Ken, I use the suit to control trim all the time, being able to pack air in your feet is one of the wonders of drysuits, but I am bloody miserable if I have too much air in my legs and have to move around. I'm not saying you should only put enough air in to offset the squeeze, that is practical for warm ish dives, but once you're below 60f or so you need more air in their for thermal protection. Put enough in until your comfortable and take up the slack with the wing. I disagree with the statement, but for a non-training agency to be giving training advice is my issue. If they had stated, "put as much air in the suit as you need to stay comfortable" that would have been fine, but with the ever progressing amount of high volume steel bottles in the recreational market, 6lbs in al80 or LP72 is a lot different than 11lbs in a 130.
 
I think there is a problem with terminology here.
In my opinion, dry suits should not be used for buoyancy control. Of course that, as they require air inside to be comfortable and to insulate, they will affect buoyancy. And it is usual that for recreational divers, the amount of air inside a suit so that it's comfortable is also very close to the amount of air needed for buoyancy. But this is a secondary effect, it shouldn't be said the suit is being used for buoyancy, the suit is what it is.
Using the suit for buoyancy means to go over what is needed for comfort and insulation, specifically to offset our weight in the water.
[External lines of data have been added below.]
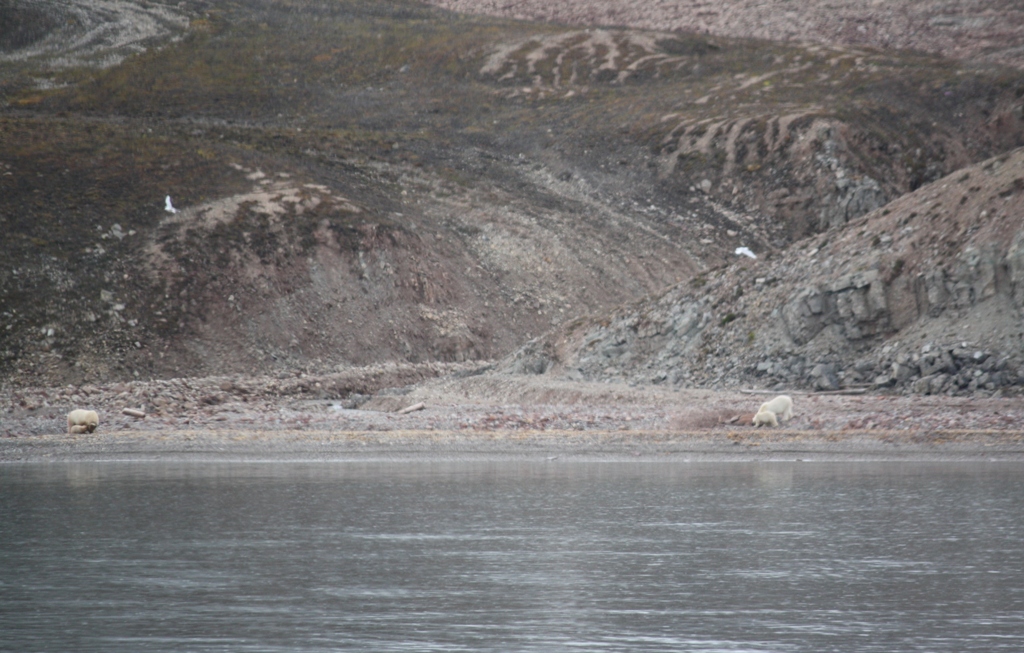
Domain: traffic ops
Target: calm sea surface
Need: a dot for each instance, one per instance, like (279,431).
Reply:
(511,556)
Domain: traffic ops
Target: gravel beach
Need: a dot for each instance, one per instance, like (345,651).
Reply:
(495,416)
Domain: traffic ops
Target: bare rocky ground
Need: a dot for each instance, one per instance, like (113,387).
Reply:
(989,31)
(470,412)
(404,185)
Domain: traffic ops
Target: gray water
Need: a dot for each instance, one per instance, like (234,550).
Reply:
(510,556)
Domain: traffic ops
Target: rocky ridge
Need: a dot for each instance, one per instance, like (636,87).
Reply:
(923,296)
(983,30)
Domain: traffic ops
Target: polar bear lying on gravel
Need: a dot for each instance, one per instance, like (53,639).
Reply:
(771,412)
(82,421)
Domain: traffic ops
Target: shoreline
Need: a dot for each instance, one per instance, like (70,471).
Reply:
(414,445)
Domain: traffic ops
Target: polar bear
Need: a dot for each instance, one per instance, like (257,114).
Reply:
(765,418)
(80,421)
(771,412)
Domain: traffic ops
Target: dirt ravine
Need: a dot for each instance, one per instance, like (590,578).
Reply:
(534,230)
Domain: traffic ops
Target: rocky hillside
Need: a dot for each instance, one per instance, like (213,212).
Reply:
(989,31)
(925,295)
(355,182)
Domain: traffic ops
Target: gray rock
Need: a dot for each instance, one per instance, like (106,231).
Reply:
(901,373)
(823,377)
(923,385)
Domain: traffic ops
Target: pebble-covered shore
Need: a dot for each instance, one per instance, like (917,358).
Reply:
(507,415)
That's using the suit not for its main purpose and in a suboptimal way that can cause other problems.
The contrary can be done though, when the BCD is already empty and the diver is still light, removing air from the suit becomes a means to control buoyancy, but it's preferable to be properly weighted and not have to be squeezed :)
 
As I personally found out not long ago, it really makes a lot of sense to have a redundant source of negative buoyancy... and some even argue it is warmer this way... so, I am definitely putting more air into my drysuit than just to avoid the squeeze.
 
A properly weighted, single tank diver should not have a need for much air (if any) in the wing. If you have a properly inflated suit and still have enough air in the wing to be using that as your primary buoyancy control, then I would suggest you might be overweighted.

I dive with an HP120 and see almost a 9 lb swing from full to 'on-the-boat' That is a lot of air in a suit, no thank you.